While some scholars suggest that civic activity can lead to political activity (McFarland & Thomas, 2006; Zukin et al., 2006), there appears to be little evidence thus far that young Americans’ greater volunteerism is leading to greater political engagement (Macedo et al., 2005; Wattenberg, 2008). Indeed, a national survey of undergraduate students conducted by the Harvard Institute of Politics in 2000 found that 85% of respondents believed that “community voluntarism is better than political engagement for addressing issues facing the community” (Sitaraman and Warren, 2003, p. 17). This statistic, like Dalton, and Zukin et al.’s subsequent research, suggests that young Americans are developing a different kind of citizenship, one that does not accord with conventional politics, and which may even eschew politics altogether. An intriguing hint of a different kind of citizenship comes from a passing note about the focus groups Zukin and his colleagues (2006) conducted with Americans in varied locations:

[M]ost of the people we met were comfortable talking about their communities, their day-to-day activities, or their (mostly negative) opinions about politics and politicians….When we turned the discussion to more explicitly political forms of public engagement; however, it was a very different story. Few were able to describe their own political lives. Most had not thought much about it. Asked if citizenship carried any responsibilities, the few people who answered spoke mostly of good conduct, looking after one’s family, and occasionally being a good neighbor. Surprisingly few mentioned voting, staying informed, or participating more generally in the political world. While this pattern was evident in almost all the groups we spoke with, it seemed especially true for GenXers and DotNets….[F]or most of these young people, awareness of the more traditional world of politics seemed almost non-existent. (p. 49)
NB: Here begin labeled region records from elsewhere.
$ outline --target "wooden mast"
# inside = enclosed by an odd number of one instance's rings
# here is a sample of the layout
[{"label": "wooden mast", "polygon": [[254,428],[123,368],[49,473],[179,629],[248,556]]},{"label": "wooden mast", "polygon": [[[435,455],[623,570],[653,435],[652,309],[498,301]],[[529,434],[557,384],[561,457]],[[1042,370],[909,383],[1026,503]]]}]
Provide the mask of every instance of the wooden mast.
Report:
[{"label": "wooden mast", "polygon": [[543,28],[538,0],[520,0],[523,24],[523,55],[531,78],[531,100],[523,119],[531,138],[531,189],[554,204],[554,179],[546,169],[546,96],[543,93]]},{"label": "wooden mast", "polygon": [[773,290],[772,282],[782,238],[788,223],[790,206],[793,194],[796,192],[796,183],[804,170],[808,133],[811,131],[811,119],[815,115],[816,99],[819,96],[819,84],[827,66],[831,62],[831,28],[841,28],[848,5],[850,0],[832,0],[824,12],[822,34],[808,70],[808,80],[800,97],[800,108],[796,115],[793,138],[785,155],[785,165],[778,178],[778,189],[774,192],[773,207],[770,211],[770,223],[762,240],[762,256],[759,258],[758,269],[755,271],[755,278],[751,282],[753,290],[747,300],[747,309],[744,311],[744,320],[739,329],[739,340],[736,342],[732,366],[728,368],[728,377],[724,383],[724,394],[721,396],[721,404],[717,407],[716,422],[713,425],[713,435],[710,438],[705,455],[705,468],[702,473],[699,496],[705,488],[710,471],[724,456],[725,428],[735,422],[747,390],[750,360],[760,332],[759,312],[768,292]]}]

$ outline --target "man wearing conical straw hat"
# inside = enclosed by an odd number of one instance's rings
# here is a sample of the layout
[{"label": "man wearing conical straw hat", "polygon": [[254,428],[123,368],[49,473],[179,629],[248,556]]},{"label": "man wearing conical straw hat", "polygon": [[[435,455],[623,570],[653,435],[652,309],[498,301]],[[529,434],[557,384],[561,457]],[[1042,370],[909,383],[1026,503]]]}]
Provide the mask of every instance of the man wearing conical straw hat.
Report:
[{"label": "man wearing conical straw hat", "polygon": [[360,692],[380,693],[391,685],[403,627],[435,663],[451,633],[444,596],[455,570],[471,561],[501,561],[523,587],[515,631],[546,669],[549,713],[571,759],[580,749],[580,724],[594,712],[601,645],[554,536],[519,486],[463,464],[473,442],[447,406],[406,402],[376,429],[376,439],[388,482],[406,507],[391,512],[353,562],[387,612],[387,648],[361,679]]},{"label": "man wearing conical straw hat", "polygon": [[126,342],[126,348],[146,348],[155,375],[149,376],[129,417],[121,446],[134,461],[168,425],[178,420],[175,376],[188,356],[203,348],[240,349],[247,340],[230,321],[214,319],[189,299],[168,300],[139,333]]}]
My own research here digs deeper into how young Americans on the tail end of Generation X (born 1965-1976) and at the start of the DotNet Generation (born after 1976) think about citizenship, uncovering a different kind of citizen engaged in “good conduct” rather than political or even civic action.

Much of what scholars currently know about young Americans’ citizenship comes from national surveys. For all their virtues, surveys typically constrain people’s responses to standardized answer choices. This is useful for measuring citizens’ knowledge, attitudes and activities as Dalton, Zukin et al. and others do (Torney-Purta, Lehmann, Oswald & Schulz, 2001; Verba, Schlozman & Brady, 1995), but it is less helpful for deeper understanding of how people think, in their own words, about citizenship and what it should entail. Of course, there is no clear correspondence between what people think and what they do. However, the meanings people attach to things can shape how they act toward those things. Existing surveys clearly indicate that many young Americans are acting differently than their elders as citizens, and these differences have consequences for the future of American democracy. It is thus worth digging deeper than surveys typically allow to gain a richer sense of how young Americans think about citizenship, in their own words.